Levels of business activity continued to recover across all regions of the UK during July, albeit with rates of growth generally pulling back from the highs seen in the second quarter, latest Regional PMI® data from NatWest showed. Elsewhere, firms across the majority of areas reported unprecedented cost increases, with charges for goods and services generally rising sharply as a result.
The PMI Business Activity Index is the first fact-based indicator of regional economic health published each month, tracking the monthly change in the output of goods and services across the private sector. A reading above 50 signals growth, and the further above the 50 level the faster the expansion signalled.
Topping the growth rankings in July was the South West, recording a Business Activity Index reading of 62.2. However, it was one of only two regions, alongside the East Midlands (59.7; ranked sixth overall), to see a faster increase in output. Northern Ireland* (54.1) was one of the areas that saw a loss of momentum and remained at the foot of the table.
For the fourth month running, all 12 regions monitored by the survey recorded a rise in inflows of new business. Rates of growth generally remained strong but eased notably in many cases. This included Wales, which nevertheless moved from second to first in the rankings ahead of the North West. Northern Ireland recorded the slowest increase in new work behind the East Midlands.
The South West was the best-performing region for employment growth in July, seeing the rate of job creation accelerate to a record high. The majority of areas, however, recorded slower increases in workforce numbers than in June. The North East and Northern Ireland were two other exceptions, though the pair still registered the slowest overall rises in staffing levels.
Latest data showed a build-up of outstanding business across 11 of the 12 monitored areas in July. Wales recorded the steepest rise in backlogs of work by some margin. Next in the rankings was the South West, which was one of just three regions where the rate of accumulation accelerated. At the other end of the scale, firms in the North East recorded broadly unchanged levels of work-in-hand.
Record rates of cost inflation were seen across three-quarters of the monitored regions in July. This included Northern Ireland, which once again topped the rankings. The South West saw the greatest acceleration in input price inflation to sit in second place overall. The lowest cost pressures continued to be seen in London, though even here the rate of increase was a series record.
Acute cost pressures drove steep increases in average prices charged for goods and services across all regions in July, albeit at varying rates of inflation. Output price increases were sharpest overall in Northern Ireland, followed by the East Midlands and Wales respectively. London meanwhile saw the slowest rise, with the rate of inflation dipping slightly since June (but still historically strong).

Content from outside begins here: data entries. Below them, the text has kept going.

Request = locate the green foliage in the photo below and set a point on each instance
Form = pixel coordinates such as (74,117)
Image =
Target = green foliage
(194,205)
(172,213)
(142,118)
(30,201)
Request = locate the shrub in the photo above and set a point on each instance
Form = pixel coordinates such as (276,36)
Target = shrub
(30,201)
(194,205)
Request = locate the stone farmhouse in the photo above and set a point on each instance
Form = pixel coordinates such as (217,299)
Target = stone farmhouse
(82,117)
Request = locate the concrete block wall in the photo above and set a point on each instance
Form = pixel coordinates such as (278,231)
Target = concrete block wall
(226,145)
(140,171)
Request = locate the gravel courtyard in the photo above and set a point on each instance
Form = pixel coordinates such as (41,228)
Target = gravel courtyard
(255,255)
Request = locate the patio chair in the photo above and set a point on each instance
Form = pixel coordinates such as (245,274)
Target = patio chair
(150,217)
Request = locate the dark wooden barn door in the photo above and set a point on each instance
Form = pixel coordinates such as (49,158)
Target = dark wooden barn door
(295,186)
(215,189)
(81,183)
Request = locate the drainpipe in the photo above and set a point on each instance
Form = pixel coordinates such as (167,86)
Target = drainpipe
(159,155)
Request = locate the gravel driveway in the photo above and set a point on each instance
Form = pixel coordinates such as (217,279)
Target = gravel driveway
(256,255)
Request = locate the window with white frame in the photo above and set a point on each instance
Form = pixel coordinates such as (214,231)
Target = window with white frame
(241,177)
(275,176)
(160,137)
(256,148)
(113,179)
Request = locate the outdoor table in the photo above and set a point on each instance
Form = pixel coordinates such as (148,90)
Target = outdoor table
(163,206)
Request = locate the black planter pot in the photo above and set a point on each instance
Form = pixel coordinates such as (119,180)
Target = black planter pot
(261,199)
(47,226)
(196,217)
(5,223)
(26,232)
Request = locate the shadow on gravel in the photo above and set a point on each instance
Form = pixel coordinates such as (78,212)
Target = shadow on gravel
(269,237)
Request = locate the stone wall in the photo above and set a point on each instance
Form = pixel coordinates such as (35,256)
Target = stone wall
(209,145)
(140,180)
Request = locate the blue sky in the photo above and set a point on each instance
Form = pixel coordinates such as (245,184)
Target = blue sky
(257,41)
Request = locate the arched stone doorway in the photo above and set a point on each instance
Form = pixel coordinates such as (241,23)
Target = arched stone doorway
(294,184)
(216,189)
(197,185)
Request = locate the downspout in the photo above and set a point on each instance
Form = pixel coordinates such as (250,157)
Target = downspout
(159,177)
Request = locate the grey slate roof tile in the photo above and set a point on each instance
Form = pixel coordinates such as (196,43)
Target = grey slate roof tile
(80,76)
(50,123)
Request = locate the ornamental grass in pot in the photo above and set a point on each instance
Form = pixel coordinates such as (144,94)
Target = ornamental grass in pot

Firms in all parts of the UK remained upbeat about the year-ahead outlook for activity in July. Those in the South East reported the strongest optimism, followed by Yorkshire & Humber. However, the latter, like two-thirds of the regions monitored, recorded lower expectations than in June. Sentiment was weakest in Northern Ireland, where it dipped to a five-month low.
*Northern Ireland coverage includes construction and retail. For all other areas, coverage is confined to manufacturing and services.
Sebastian Burnside, NatWest Chief Economist, commented:
“Latest data showed a sustained broad-based recovery in business activity levels across all regions and nations of the UK at the beginning of the third quarter. Rates of growth have generally eased, however, with demand in almost all areas rising less sharply than during the earlier reopening phase in the second quarter.
"The South West bucked the slowdown and recorded the strongest overall growth in July, with firms in the region reporting a particularly strong boost from the latest easing of restrictions and benefiting from a 'staycation' boom.
"In line with recovering levels of activity, businesses in all corners of the country continued to take on more staff, with rates of job creation remaining historically strong despite also easing in most cases since June.
"Another common, albeit less positive feature across all areas of the UK is a sharp rise in cost pressures faced by businesses. We saw unprecedented input price increases across three-quarters of regions in July, reflecting widespread upward pressure on raw material costs and wages.
"Although businesses remain confident about the outlook, growth expectations softened across the majority of areas. This is inevitable as we get closer to pre-pandemic levels of output, but it also reflects a number of concerns among businesses about supply bottlenecks, difficulty finding suitable staff, and associated inflationary pressures that could constrain future demand."